Finalement, ce n’est que dans les années 1950 que les immeubles de grande hauteur ont commencé à apparaître en Suisse. «Lorsque les gens ont pu faire la navette entre les agglomérations et la ville, des tours d’habitation ont vu le jour à la périphérie des villes», remarque-t-il.
Les Suisses ont une aversion pour les tours
Selon Sando Lang, les urbanistes et les investisseurs immobiliers se sont longtemps accrochés aux traditions et n’ont pas considéré les tours d’habitation comme une forme de logement appropriée. «Les Suisses aiment plutôt les maisons individuelles; c’est pourquoi l’acceptation n’était pas là», dit-il.
Martin Vinzens confirme qu’il existait une certaine aversion pour les immeubles de grande hauteur en Suisse. «Les gens trouvaient les immeubles de grande hauteur laids, anonymes et confinés. Au début, certains immeubles n’étaient pas vraiment réussis, ce qui a fait dire aux gens qu’ils ne voulaient pas de ça chez eux».
Lorsque l’on parle du début, on se réfère aux années 1960 et 1970, lorsque plusieurs tours d’habitation ont été construites en Suisse, à l’instar de la Tscharnergut à Berne-Bethléem, des tours Hardau à Zurich ou de la Cité du Lignon à Vernier, dans la banlieue de Genève.
Ces tours ont d’abord été considérées comme modernes, mais elles ont ensuite été décriées. Alors que dans certains pays, les tours d’habitation sont prestigieuses et chères, en Suisse, elles étaient considérées comme de mornes appartements pour personnes à faible revenu.
«On voyait les tours comme quelque chose qui pouvait accueillir beaucoup de monde, comme quelque chose de bon marché. Même si l’on sait qu’elles ne sont pas si bon marché», dit Martin Vinzens. Une culture comme celle des États-Unis, où les riches achètent des appartements coûteux dans des immeubles très élevés, n’existait autrefois pas en Suisse. «Les riches se sont probablement dit qu’ils avaient assez d’argent pour s’acheter une villa avec jardin et ainsi avoir la tranquillité», poursuit-il. Ce n’est que plus tard que les choses ont changé.
Les tours, un outil contre la raréfaction des sols?
Une chose a changé depuis l’époque des premières tours; le sol constructible s’est raréfié. Depuis la révision de la Loi fédérale sur l’aménagement du territoire, en 2014, on ne crée pratiquement plus de nouvelles zones à construire. Par conséquent, il faut désormais densifier ce qui existe déjà.

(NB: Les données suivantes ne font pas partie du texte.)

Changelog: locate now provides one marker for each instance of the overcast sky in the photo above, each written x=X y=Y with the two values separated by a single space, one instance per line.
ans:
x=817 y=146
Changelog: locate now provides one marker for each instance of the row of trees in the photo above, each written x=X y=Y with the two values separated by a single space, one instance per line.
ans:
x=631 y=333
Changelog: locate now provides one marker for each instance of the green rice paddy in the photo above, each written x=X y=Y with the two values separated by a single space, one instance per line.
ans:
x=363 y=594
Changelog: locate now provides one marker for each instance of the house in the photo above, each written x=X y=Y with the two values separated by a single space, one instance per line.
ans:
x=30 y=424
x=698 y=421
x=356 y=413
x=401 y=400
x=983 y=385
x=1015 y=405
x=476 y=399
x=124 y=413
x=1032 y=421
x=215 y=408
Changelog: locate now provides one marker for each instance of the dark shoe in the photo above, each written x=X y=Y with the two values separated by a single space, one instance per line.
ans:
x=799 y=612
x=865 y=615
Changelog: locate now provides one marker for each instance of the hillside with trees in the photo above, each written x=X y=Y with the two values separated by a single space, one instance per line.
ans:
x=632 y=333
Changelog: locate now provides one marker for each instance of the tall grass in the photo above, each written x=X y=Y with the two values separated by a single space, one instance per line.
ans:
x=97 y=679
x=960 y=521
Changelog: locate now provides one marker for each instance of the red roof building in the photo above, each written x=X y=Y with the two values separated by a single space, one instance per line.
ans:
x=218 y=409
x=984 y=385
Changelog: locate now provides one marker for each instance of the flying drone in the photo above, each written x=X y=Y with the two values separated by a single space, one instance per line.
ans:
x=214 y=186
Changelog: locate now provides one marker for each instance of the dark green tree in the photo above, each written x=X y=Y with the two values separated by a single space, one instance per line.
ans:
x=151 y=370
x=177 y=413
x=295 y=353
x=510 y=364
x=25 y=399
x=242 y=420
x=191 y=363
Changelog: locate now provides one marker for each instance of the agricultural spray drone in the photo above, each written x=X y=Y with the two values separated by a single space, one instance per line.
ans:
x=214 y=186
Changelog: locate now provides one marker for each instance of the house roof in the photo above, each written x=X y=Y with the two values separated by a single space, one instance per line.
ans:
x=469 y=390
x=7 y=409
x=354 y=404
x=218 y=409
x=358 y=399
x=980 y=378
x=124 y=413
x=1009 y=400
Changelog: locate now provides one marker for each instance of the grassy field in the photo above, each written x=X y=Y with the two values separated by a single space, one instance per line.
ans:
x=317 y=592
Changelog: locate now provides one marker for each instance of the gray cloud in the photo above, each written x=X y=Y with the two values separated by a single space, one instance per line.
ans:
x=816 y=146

Dès lors, pourquoi ne pas construire en hauteur? De fait, depuis les années 2010, on assiste à une augmentation de la construction de tours dans les centres urbains de Suisse. Qu’il s’agisse de tours de bureaux ou d’immeubles résidentiels de luxe.
«Si nous voulons obtenir une plus grande densité dans un même espace et que nous voulons également des espaces verts tout autour, nous n’avons pas d’autre choix que de monter», explique Martin Vinzens. Mais la Suisse est encore loin de la situation nord-américaine.
Dans son mémoire de maîtrise, Sando Lang est même arrivé à la conclusion qu’en Suisse, les gratte-ciels ne pouvaient être utilisés que de manière limitée comme outil de densification. Premièrement, la population reste sceptique. «Ensuite, il faut souvent créer des environnements verts autour des tours, ce qui annule l’effet de densification d’un immeuble de grande hauteur», note-t-il. Enfin, dans la plupart des endroits, il est encore plus rentable de construire à l’horizontale.